Anwar Sadat Guna    •    Minggu, 15 Oct 2017 13:40 WIB
pilkada 2018
Tiga Kader Golkar Berebut Kursi di Pilgub Riau 2018
Ilustrasi

Metrotvnews.com, Pekanbaru: Sejumlah nama muncul sebagai bakal calon gubernur Riau pada 2018. Mereka di antaranya petahana Arsyadjuliandi Rachman, Bupati Kabupaten Siak Syamsuar, Bupati Kabupaten Pelalawan Muh Haris, anggota DPR dari PKB Lukman Edy, Ketua DPD Partai Gerindra Provinsi Riau Nurzahedi atau biasa disapa Edy Tanjung, dan mantan Bupati Rohul dua periode Ahmad.

"Semua nama tersebut punya peluang besar menjadi gubernur. Tinggal bagaimana mereka mengatur strategi, termasuk melihat kelemahan dan keunggulan lawan serta kekurangan dirinya untuk maju di Pilgub Riau 2018," kata Ishak, pengamat politik dari Universitas Riau, di Pekanbaru, Sabtu 14 Oktober 2017.

Ishak mengatakan, Syamsuar dan Haris sama-sama pernah menjabat sebagai bupati dua periode. Keduanya juga sukses membangun daerahnya. Tapi, mereka harus bisa melihat kelemahan diri sendiri selama menjadi bupati.

"Bukan semata kapabilitas. Tetapi, ada instrumen yang harus mereka lihat. Apa yang menjadi kelemahan mereka, itu yang harus diatasi sebelum hal itu menjadi senjata bagi lawan," kata Ishak.

Demikian halnya Arsyadjuliandi yang kini menjabat gubernur Riau. Kebijakan-kebijakannya yang dinilai tidak pro rakyat selama menjabat, bisa menjadi senjata bagi calon lain.

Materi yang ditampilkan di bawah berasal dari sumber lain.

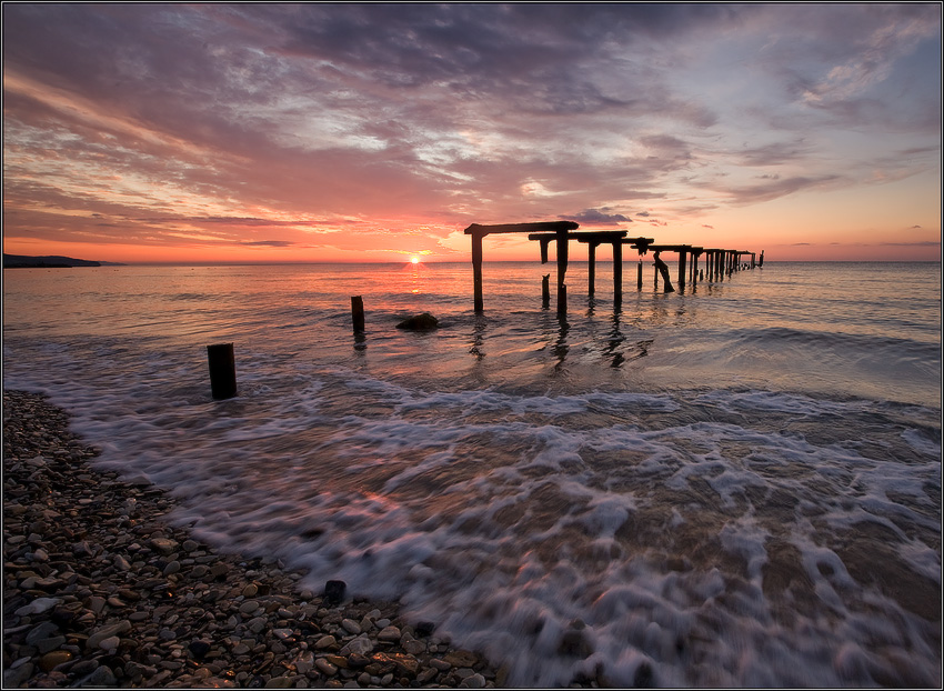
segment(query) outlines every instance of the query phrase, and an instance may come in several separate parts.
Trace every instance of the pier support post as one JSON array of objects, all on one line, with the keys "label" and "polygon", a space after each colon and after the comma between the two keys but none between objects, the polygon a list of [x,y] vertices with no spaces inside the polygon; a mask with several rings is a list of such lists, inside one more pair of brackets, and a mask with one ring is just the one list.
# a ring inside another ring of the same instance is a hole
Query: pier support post
[{"label": "pier support post", "polygon": [[364,300],[361,296],[351,296],[351,321],[354,333],[364,332]]},{"label": "pier support post", "polygon": [[682,247],[679,250],[679,290],[685,290],[685,259],[687,254],[687,248]]},{"label": "pier support post", "polygon": [[[669,276],[669,266],[662,261],[659,257],[659,252],[655,252],[652,257],[652,261],[655,262],[655,268],[659,270],[659,273],[662,274],[662,282],[664,283],[663,290],[665,292],[675,292],[675,289],[672,288],[672,279]],[[659,281],[656,279],[656,288],[659,287]]]},{"label": "pier support post", "polygon": [[482,233],[472,233],[472,286],[475,291],[474,307],[476,312],[485,309],[482,300]]},{"label": "pier support post", "polygon": [[568,289],[564,280],[568,273],[568,231],[558,231],[558,314],[568,313]]},{"label": "pier support post", "polygon": [[237,394],[233,344],[207,345],[207,359],[210,363],[210,390],[213,398],[217,400],[233,398]]},{"label": "pier support post", "polygon": [[623,243],[613,243],[613,302],[623,299]]},{"label": "pier support post", "polygon": [[591,242],[586,246],[586,261],[588,261],[588,282],[586,282],[586,294],[591,298],[593,293],[596,292],[596,243]]}]

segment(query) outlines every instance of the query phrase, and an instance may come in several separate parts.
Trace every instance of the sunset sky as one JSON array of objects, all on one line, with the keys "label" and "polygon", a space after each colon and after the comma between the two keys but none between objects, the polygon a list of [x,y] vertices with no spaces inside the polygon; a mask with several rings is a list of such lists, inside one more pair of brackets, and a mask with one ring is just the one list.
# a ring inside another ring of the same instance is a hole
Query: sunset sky
[{"label": "sunset sky", "polygon": [[7,3],[3,251],[940,260],[941,50],[940,3]]}]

"Kelemahan Arsyad itu bisa jadi jualan calon lain yang kemudian dikemas menjadi program unggulan untuk ditawarkan kepada masyarakat (pemilih)," ujarnya.

Arsyadjuliandi diakui Ishak memang cukup diunggulkan sebagai calon gubernur Riau. Selain petahana, dia juga Ketua DPD Tk I Partai Golkar Riau.

Selain Arsyadjuliandi, ada Syamsuar dan Haris yang juga sama-sama kader Golkar. Di DPRD Riau, Golkar meraih 14 kursi dari total 65 kursi di dewan. Meski meraih suara terbanyak, bukan jaminan bahwa jagoan Golkar akan menang di Pilgub Riau 2018.

"Sekarang ini, parpol bukan jadi penentu. Tetapi, lebih kepada figur dan rekam jejak para calon, karena yang memilih adalah rakyat," jelas Ishak.

Nama calon gubernur lain, yakni Lukman Edy, Ahmad, dan Edy Tanjung juga punya peluang besar menang. Hanya saja, Lukman Edy dan Edy Tanjung belum begitu populer di masyarakat Riau.

"Tindakan atau gebrakan keduanya di tingkat pusat maupun di DPRD masih belum secara langsung dirasakan dampaknya oleh masyarakat Riau. Lukman Edy dan Edy Tanjung harus lebih intens beradaptasi dengan masyarakat di Riau. Itu mungkin akan lebih riil dirasakan dampaknya oleh masyarakat," terang Ishak.

Ahmad yang justru hadir dengan ide dan terobosannya untuk membangun Riau lebih baik, justru berpotensi mendapatkan simpati masyarakat. "Tinggal bagaimana menyusun strategi untuk menarik simpati masyarakat dengan program-program yang ditawarkan kepada masyarakat," tutup Ishak.